The Lorraine-born Jewish painter Édouard Moyse (1827-1908) was the first French artist to show scenes of Jewish life and the founding events of the Jews’ emancipation at the Paris Salon. He depicted an ideal mingling French and Jewish values in a synthesis that was described as “Israelitism.” Moyse is the undisputed French master of the painting practiced by Moritz Oppenheim (1800-1882) in Germany and Maurycy Gottlieb (1856-1879) in Poland.

Although other painters such as Édouard Brandon (1831-1897) and Alphonse Lévy (1843-1918) also depicted Jewish life, Moyse made it such a speciality that he was dubbed the “painter of the rabbis.” In his work he strove to represent the diverse components of Judaism.

Faithful to the traditions of the École des Beaux-Arts, Moyse focussed on two major themes conveying his ideals as a Jew: the rituals and values of Judaism integrated into French culture, and the defence of the Jews against the rise of anti-Semitism.

The rediscovery of Moyse’s work, partly lost and shown here to the public for the first time, is part of an exploration of often littleknown artistic expressions of Judaism.


Édouard Moyse (1827-1908), peintre d’origine lorraine, s’est attaché à développer une œuvre de « genre israélite » – selon la formule de l’époque –, traitant à la fois des scènes de la vie juive et des moments historiques qui ancrent les principes défendus par les juifs émancipés intégrés aux nations européennes.

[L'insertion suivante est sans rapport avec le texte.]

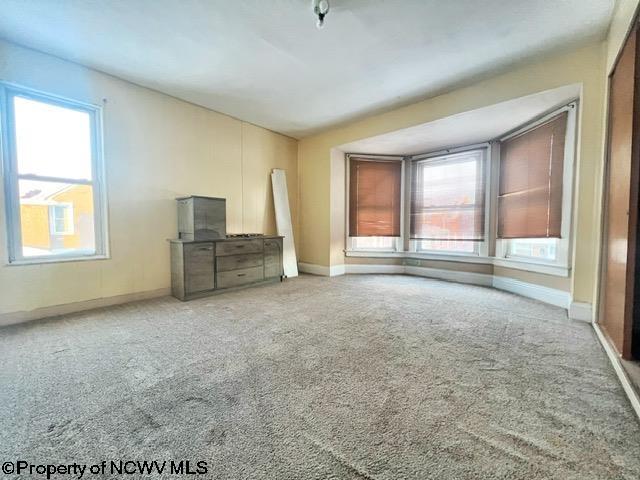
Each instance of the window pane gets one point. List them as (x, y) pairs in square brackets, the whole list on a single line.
[(448, 198), (52, 141), (538, 248), (374, 243), (56, 218), (447, 245)]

Tout en conservant sa fidélité à la Lorraine il entremêle les valeurs françaises à celles du judaïsme dans une synthèse propre au franco-judaïsme du xixe siècle que l’on a qualifiée d’« israélitisme ». Il s’en fait le chantre, en représentant en 1868 son acte fondateur, le Grand Sanhédrin, assemblée de rabbins convoquée par Napoléon en 1806. Édouard Moyse est le maître français incontesté de cette peinture de l’émancipation, pratiquée en Allemagne par Moritz Oppenheim ou en Pologne par Maurycy Gottlieb. Si quelques autres peintres, comme Édouard Brandon ou Alphonse Lévy, traitent aussi de scènes de la vie juive, Moyse s’en fait une spécialité au point d’être surnommé « le peintre des rabbins » et donne une coloration spécifique à ses représentations. Il livre également une magnifique série de pastels sur les juifs d’Algérie, où il découvre l’universalité du judaïsme ; il combinera désormais dans ses compositions des motifs typiques des mondes juifs européen et maghrébin. Présentation inédite des oeuvres du plus important peintre juif français du XIXe siècle, cette exposition, organisée par le musée d’art et d’histoire du Judaïsme et le musée des Beaux-Arts de Nancy, permet la découverte d’une expression artistique méconnue du judaïsme. Elle est accompagnée d’une monographie de Jean Bernheim, préfacée par Dominique Jarrassé, Édouard Moyse ou la peinture israélite (Esthétiques du divers, 2012).